THE ARTIST behind the world’s largest Mona Lisa has received the prestigious Tabernacle Art Prize.

Katy Webster’s winning work – an abstract snowy landscape entitled Whitening The Land – beat some 200 entries, earning the Wrexham artist a cheque for £1,200.

Measuring little more than 50cm, it is very different from her 17m-wide version of the Mona Lisa, which stretches across the floor at the Eagles Meadow shopping complex.

This year’s theme for the annual Tabernacle competition was a section of a poem by R Williams Parry entitled Ode to the Summer, originally written in Welsh and translated by Gwyn ap Gruffydd.

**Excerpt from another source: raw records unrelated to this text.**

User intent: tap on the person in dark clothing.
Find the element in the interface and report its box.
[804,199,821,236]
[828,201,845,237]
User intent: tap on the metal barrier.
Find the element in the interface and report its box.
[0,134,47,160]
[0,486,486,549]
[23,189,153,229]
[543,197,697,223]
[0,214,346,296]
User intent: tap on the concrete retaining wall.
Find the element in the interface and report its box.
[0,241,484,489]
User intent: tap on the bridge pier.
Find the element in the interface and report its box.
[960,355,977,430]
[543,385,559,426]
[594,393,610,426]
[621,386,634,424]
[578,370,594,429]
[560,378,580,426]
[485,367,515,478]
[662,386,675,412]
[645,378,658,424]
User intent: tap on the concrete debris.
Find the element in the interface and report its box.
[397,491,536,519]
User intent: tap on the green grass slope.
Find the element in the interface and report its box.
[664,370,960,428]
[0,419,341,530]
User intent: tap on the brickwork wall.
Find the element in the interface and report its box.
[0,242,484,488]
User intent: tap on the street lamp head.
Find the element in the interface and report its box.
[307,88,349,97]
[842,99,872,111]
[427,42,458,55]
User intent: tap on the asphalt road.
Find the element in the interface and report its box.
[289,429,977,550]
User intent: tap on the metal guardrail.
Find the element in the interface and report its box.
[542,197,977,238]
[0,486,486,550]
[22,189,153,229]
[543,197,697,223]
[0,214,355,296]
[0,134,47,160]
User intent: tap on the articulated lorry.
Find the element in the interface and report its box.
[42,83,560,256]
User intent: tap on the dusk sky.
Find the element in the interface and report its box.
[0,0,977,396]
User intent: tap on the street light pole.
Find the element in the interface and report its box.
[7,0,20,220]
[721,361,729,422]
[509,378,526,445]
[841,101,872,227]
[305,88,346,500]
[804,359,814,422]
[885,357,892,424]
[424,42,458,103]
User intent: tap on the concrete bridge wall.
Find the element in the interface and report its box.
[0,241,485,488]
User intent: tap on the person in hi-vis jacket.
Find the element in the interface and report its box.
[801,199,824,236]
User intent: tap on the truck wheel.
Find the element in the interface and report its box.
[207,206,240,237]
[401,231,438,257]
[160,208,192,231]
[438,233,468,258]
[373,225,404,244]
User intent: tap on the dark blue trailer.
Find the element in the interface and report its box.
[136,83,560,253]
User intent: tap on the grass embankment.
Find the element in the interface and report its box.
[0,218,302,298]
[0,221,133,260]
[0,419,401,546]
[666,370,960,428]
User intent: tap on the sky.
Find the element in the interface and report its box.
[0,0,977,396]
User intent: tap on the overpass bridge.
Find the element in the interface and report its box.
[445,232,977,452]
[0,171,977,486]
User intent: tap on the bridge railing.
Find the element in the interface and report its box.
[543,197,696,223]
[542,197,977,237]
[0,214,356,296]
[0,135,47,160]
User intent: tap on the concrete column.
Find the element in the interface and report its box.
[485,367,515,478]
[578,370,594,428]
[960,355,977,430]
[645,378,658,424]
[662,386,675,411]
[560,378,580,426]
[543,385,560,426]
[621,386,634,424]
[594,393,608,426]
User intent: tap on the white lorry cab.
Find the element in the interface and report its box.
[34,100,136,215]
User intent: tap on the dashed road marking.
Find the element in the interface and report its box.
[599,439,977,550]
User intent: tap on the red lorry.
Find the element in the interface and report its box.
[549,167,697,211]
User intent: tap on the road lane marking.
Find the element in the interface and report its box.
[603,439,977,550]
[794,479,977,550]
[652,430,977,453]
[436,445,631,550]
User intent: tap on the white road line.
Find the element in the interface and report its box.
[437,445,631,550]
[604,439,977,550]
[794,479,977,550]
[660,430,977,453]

Katy said: “I chose to focus on one particular line of the poem which reads ‘and the snow whitening the land’. That’s the title of my piece – it all flowed out from there.

“I’m over the moon. The Museum of Modern Art in Machynlleth is one of the leading galleries in Wales and the exhibition looks fantastic.

“When they rang I thought they might tell me my work had been shortlisted, but I had no idea that I was about to win first prize.”

Katy graduated from St Hilda’s College, Oxford, before taking an interest in painting.

She went on to receive a first class degree in fine art from Glyndwr University, exhibiting locally at Theatr Clwyd and Oriel Wrecsam as well as nationally at St David’s Hall in Cardiff.

Katy has also been shortlisted for Welsh Artist of the Year 2010.